Ça me fait penser à Nietzsche qui disait déjà que toute morale indiquait fondamentalement le caractère de celui qui l'énonce. Dans ma vie personnelle, il me semble que les gens qui sont plutôt à droite ont tendance à être moins empathiques au sort des autres et inversement. Enfin, simple constatation personnelle, avec la valeur de vérité qui vient avec...

C. a dit…

Cela dépend. Le nationalisme, qui est certes né à gauche mais est plutôt classé à droite aujourd'hui, propose un discours fortement empathique avec les "nationaux" (à l'exclusion des autres, dans une logique tribale eux/nous). Diverses formes de pensées conservatrices ou traditionalistes d'inspiration chrétienne ont également une certaine charge empathique vis-à-vis des semblables.

Anonyme a dit…

Je disais "moins" et non "aucun". L'exemple patriotique ne fait que confirmer ce que je dis. L'altermondialiste étend son empathie au monde entier alors que le nationaliste, dit plus à droite, l'étend à une catégorie plus restreinte de personnes.

C. a dit…

On pourrait distinguer l'intensité empathique d'un discours et l'extension empathique de ce discours. En intensité, un nationaliste et un altermondialiste se valent. En extension, non.

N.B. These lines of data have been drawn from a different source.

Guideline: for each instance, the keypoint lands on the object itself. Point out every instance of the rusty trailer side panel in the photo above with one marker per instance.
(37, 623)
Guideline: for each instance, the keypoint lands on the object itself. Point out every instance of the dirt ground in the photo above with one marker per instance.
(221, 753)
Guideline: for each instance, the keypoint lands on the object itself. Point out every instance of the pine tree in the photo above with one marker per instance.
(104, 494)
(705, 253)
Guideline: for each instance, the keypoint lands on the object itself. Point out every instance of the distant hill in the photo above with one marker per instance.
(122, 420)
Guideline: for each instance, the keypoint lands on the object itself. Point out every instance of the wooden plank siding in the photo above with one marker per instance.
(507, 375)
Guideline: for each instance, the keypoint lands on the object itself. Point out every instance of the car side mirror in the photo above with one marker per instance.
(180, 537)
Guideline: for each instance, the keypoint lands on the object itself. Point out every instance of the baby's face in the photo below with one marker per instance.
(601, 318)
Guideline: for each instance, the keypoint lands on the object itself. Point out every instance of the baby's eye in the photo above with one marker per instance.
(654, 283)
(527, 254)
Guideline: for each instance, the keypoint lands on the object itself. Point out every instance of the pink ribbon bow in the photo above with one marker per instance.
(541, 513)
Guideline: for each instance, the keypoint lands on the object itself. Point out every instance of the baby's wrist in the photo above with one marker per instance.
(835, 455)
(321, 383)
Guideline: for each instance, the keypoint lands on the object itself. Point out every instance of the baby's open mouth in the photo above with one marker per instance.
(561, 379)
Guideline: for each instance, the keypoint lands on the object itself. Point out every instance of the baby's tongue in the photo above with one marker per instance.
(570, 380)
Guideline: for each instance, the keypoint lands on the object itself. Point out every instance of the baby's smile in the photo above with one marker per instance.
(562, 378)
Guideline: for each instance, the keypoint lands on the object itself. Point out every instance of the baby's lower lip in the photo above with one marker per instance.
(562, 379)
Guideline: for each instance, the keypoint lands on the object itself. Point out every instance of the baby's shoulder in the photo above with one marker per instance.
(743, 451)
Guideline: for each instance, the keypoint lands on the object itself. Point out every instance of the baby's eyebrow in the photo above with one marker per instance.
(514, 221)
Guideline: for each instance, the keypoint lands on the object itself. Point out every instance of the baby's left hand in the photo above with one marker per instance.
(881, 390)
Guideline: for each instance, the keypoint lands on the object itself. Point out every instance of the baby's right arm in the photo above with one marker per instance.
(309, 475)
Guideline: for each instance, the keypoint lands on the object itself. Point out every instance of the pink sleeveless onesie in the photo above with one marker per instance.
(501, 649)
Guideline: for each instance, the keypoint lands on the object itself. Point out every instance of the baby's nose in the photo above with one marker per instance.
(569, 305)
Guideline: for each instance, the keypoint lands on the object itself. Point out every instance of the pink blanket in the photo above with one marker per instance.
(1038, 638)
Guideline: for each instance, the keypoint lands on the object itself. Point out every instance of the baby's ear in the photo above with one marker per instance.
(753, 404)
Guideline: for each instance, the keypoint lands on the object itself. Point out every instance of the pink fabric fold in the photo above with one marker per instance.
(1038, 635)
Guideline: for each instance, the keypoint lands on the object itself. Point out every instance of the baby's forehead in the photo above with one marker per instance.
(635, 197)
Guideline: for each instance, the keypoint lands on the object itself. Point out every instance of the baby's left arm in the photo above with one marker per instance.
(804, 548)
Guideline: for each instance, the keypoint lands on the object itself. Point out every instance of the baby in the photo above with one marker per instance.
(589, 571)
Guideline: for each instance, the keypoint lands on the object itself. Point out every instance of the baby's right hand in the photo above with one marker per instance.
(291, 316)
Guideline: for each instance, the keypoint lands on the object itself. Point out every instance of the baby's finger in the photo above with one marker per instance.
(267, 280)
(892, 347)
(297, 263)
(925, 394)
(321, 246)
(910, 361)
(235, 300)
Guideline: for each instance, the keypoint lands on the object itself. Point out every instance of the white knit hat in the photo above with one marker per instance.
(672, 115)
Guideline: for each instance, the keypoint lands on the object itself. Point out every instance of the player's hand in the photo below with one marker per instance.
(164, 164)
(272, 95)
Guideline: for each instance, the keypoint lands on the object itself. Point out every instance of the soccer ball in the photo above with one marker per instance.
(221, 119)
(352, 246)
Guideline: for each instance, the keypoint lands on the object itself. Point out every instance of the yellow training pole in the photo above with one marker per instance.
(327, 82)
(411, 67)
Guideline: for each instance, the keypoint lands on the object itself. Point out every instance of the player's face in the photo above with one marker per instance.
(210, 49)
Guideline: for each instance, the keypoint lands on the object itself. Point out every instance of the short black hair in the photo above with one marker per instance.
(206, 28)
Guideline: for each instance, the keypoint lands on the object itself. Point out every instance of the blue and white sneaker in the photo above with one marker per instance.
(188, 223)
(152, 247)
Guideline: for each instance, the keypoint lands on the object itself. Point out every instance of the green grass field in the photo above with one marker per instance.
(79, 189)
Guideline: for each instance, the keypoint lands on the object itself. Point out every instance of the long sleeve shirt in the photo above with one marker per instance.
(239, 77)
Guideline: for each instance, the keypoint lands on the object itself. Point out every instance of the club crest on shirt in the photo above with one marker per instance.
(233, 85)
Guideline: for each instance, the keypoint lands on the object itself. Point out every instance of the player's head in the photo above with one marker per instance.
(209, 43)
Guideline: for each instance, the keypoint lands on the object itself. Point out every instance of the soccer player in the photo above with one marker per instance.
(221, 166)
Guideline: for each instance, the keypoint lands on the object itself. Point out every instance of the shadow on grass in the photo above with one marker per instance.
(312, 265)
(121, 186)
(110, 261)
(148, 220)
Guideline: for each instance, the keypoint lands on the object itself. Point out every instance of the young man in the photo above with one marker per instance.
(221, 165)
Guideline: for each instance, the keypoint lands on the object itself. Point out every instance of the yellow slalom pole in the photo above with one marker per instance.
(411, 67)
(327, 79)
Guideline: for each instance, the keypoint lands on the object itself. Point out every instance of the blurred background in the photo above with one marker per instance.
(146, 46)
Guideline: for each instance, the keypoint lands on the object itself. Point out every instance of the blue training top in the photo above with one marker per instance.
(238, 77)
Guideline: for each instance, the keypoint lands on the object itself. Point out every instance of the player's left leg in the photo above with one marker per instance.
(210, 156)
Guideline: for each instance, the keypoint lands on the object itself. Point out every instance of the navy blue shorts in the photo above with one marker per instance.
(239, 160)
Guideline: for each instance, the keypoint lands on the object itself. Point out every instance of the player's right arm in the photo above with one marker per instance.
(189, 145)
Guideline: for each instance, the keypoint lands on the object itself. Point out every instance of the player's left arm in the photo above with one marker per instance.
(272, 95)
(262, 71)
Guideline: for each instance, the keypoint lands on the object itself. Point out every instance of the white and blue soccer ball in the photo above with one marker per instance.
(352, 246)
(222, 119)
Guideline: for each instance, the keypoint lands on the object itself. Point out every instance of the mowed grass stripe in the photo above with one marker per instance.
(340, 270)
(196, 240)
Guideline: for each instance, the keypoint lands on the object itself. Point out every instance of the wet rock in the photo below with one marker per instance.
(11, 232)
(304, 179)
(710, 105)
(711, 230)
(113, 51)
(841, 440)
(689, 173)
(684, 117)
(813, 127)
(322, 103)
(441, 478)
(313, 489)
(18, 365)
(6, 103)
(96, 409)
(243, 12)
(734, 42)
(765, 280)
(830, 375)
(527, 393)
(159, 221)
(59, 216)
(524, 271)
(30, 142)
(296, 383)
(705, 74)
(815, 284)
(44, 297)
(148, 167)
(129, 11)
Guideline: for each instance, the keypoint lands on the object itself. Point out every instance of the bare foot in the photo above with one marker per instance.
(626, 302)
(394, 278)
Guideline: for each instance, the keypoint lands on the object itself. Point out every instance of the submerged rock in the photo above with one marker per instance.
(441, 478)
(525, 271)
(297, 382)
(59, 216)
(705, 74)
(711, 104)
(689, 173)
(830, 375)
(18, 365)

Attenton : l'altermondialiste a souvent des ennemis : les profiteurs, les pollueurs...les gens de droite. Mine de rien, cela fait du monde !

Anonyme a dit…

mon idée est peut-être pas parfaite, mais je vais essayer de la défendre un peu. Le nationaliste est plus dans un rapport entre lui et les autres comme lui. Sa nation n'inclut pas nécessairement les "lâches" assistés sociaux ou les artistes inutiles. En clair, il n'y a de place que pour le valeureux et pas pour le malheureux. En ce qui concerne l'altermondialiste, s'il n'aime pas le "méchant", cela me semble normal dans la mesure où celui-ci est contre tout ce à quoi il accorde de la valeur, c'est-à-dire le malheureux. Je répète que je ne tiens pas mordicus à mon idée, mais je pense qu'elle se tient un brin.

C. a dit…

En fait, une idéologie est toujours un discours complexe faisant appel à bien des dispositions et à bien des cristallisations de ces dispositions au cours de l'existence. De plus, si l'on descend à l'individu on va trouver des gens divers parce qu'attirés par tel ou tel aspect du discours ou de la pratique de l'idéologie. Par exemple, un altermondialiste marxiste et un altermondialiste écologiste ont quelques visées communes, mais aussi des désaccords (un marxiste devrait faire primer le bien-être économique de l'humain, alors qu'un écologiste devrait soumettre ce bien-être à des considérations sur l'équilibre et le bien-être du non-humain). De même, un nationaliste conservateur d'origine bourgeoise et un nationaliste populaire d'origine prolétaire n'auront sans doute pas tout à fait la même idée de ce qu'il faut faire de la nation, une fois admis que les non-nationaux et les anti-nationaux sont la menace ou l'adversaire.

En restant dans l'idée que l'on essaie de décrire une raison "moyenne" d'agir pour un type "moyen" d'acteur, notez que vous justifiez l'animosité altermondialiste contre telle ou telle catégorie en écrivant : "cela me semble normal dans la mesure où celui-ci est contre tout ce à quoi il accorde de la valeur". Mais de ce point de vue, c'est aussi "normal" pour le nationaliste de ne pas aimer les personnes qui sont dans son esprit "contre tout ce à quoi il accorde de la valeur".

Sinon, je pense que le discours internationaliste est forcément plus altruiste que le discours nationaliste, au moins dans les intentions affichées, puisqu'il veut le bonheur et l'émancipation du plus grand nombre, sans se limiter à tel sous-ensemble, et en refusant un jeu à somme nulle où le bonheur des uns se réaliserait par le malheur des autres.